Why hadn’t she gone with them? At sixteen, she could have offered her contract to the labs. They were always willing to pay, especially for young, healthy adults. They were the hardest to come by because they could still get other types of work.

Had she been too afraid of dying? Too untrusting of the labs?

Whatever. She’d become harder, faster, and stronger alone.

And more prone to stupidity and numbing herself with alcohol as long as the guy paid—hence her one-way ticket from Paul.

Her blurted words were purely financial. The Leonid wanted her to carry his cubs. Fine. She could carry them if interspecies couples were anything to go by. She just couldn’t raise those cubs, and with surrogacy, she wouldn’t have to. That would be ideal. She could have the credits—top prices, too, bolstered by the Leonid-Sapien exchange rate. The kids—cubs—would be cherished, adored as new life in a galaxy that had vacancies to fill. She wouldn’t have to watch them suffer on Sapien-Three. If she worded it right, maybe she could even go home and buy a place to live and then work on buying the contracts of Dax, Wendy, and Elio. Maybe...

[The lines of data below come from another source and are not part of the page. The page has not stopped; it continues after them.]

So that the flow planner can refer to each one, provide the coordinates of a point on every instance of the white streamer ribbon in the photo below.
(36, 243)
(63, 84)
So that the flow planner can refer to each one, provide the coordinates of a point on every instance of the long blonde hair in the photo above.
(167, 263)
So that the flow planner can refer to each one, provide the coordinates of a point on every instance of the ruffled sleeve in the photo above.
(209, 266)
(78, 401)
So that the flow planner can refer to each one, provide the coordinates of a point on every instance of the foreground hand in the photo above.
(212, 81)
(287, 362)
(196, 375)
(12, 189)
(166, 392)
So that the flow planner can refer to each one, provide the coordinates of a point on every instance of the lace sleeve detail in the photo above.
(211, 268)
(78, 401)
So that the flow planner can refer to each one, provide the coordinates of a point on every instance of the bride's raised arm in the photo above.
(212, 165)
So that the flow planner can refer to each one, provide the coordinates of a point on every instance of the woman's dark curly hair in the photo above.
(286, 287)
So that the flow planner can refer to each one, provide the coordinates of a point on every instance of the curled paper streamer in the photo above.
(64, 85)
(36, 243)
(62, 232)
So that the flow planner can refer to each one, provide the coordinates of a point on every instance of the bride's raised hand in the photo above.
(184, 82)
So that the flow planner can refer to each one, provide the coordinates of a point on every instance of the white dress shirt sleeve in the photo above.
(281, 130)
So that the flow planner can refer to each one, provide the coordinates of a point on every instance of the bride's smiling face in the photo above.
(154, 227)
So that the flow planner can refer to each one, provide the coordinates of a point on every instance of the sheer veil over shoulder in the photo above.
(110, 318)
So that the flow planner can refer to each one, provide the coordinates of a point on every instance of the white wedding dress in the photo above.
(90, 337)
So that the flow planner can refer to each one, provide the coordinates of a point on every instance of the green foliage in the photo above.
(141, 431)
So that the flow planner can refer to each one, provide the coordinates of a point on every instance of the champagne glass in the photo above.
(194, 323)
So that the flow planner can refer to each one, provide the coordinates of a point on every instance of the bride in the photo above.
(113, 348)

The big Leonid hadn’t replied to her in words. After a few tense huffs of air, his panting breaths so heavy that she felt their warm wetness on her cheek, Rupex had slammed his paw down beside the double steel doors of an elevator. The doors slid apart.

“A-Deck!” he growled, stepping inside.

She was too quick for him. “Are my quarters this way?” Layla asked. What am I doing? Why am I pushing this?

Why did I just get in a little metal box with a giant grumpy alien-lion who looks like he would like to bite my head off?

“Surrogacy is not an option. Surrogacy is medical, clinical, and the father of the child has a purely professional relationship with the mother.”

“If you pay me, that makes it professional.” Layla gave him her best, brightest smile.

The car shook with the force of his sudden enraged roar. “This isn’t a joke, human!”

“I wasn’t laughing, Leonid!” I wasn’t laughing at all. I might have peed a little...

“My medical officer has been researching a way to make human eggs compatible with Leonid sperm. It can be done. What cannot be done is artificial insemination. Our systems are compatible but different. I would have to breed you. Do you know what it is like to be bred by a Leonid? It’s not a single occurrence. I would have to possess you, over and over, day after day,” he panted, towering over her, his glowering eyes inches from her own.

Layla shook her head, jaw popping open as his massive frame covered hers. She was able to see ridge after ridge of muscle through the snug material of his uniform coat, and the muscles of his thighs stood out like ropes.

And there was something sizable between them, something proportionate to the head-sized paws pressing into the steel walls on either side of her face.